1. A line width detection method is characterized by comprising the following steps:

acquiring an image to be detected;

determining a search line based on the normal of each target central point;

determining a width of the bar track based on the search line.

2. The method of claim 1, wherein the determining a search line based on the normal of each of the target center points comprises:

determining a search line through each target central point and along a normal of the target central point, wherein the length of the search line is determined by a filtering parameter;

the determining the width of the bar track based on the search line includes:

determining edge points based on the search lines and extreme values of a gradient image, wherein the gradient image is determined by partial derivatives of all pixel points after the image to be detected is filtered;

determining the width of the bar track based on the edge points.

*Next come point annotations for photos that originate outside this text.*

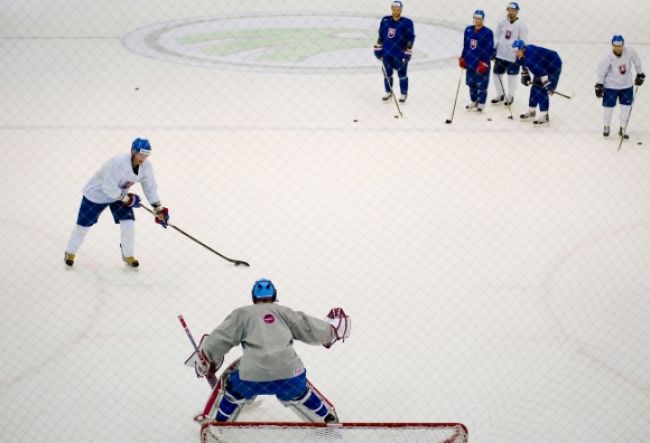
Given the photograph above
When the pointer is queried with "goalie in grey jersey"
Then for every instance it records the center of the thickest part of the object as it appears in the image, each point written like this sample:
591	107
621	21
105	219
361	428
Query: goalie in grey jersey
269	364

3. The method according to claim 1, wherein when the search line includes a first search line and a second search line, the determining a search line based on a normal of each of the target center points comprises:

determining a second search line through each target central point and along the opposite direction of the normal direction of the target central point;

4. The line width detection method according to claim 3, wherein the determining the width of the bar trace based on the search line comprises:

determining a first edge point based on the first search line and a first extreme value of a gradient image;

determining a width of the bar track based on a distance between the first edge point and the second edge point;

and determining the gradient image according to the first-order partial derivative of each pixel after the image to be detected is filtered.

5. The line width detection method according to claim 1, wherein the determining the width of the bar track based on the search line comprises:

determining a second curve model of gradient values of the gradient image based on the real symmetric matrix, wherein the second curve model is determined in the direction of the eigenvector corresponding to the maximum eigenvalue of the real symmetric matrix;

determining edge points based on the second curve model;

determining the width of the bar track based on the edge points.

6. The method for detecting line width according to claim 1, wherein the determining the central line of the strip trajectory in the image to be detected based on the partial derivative of each pixel point after the filtering of the image to be detected comprises:

constructing a first curve model of each pixel point based on the second-order partial derivative of each pixel point after the image to be detected is filtered;

7. The line width detection method according to claim 6, wherein the determining the target center point of the image to be detected based on the first curve model of each pixel point and a preset screening threshold comprises:

determining an initial central point of the pixel point based on the constructed first curve model;

and screening out a target central point from the initial central point based on a preset screening threshold value.

8. The method according to claim 7, wherein screening out the target center point from the initial center point when the preset screening threshold includes a preset high threshold and a preset low threshold, comprises:

9. A line width detection device, comprising:

the acquisition module is used for acquiring an image to be detected;

the execution module is further configured to determine a width of the bar track based on the search line.

10. A computer storage medium, characterized in that a computer program is stored on the computer readable storage medium, which, when executed by a processor, causes the processor to perform the steps of the line width detection method according to any one of claims 1 to 8.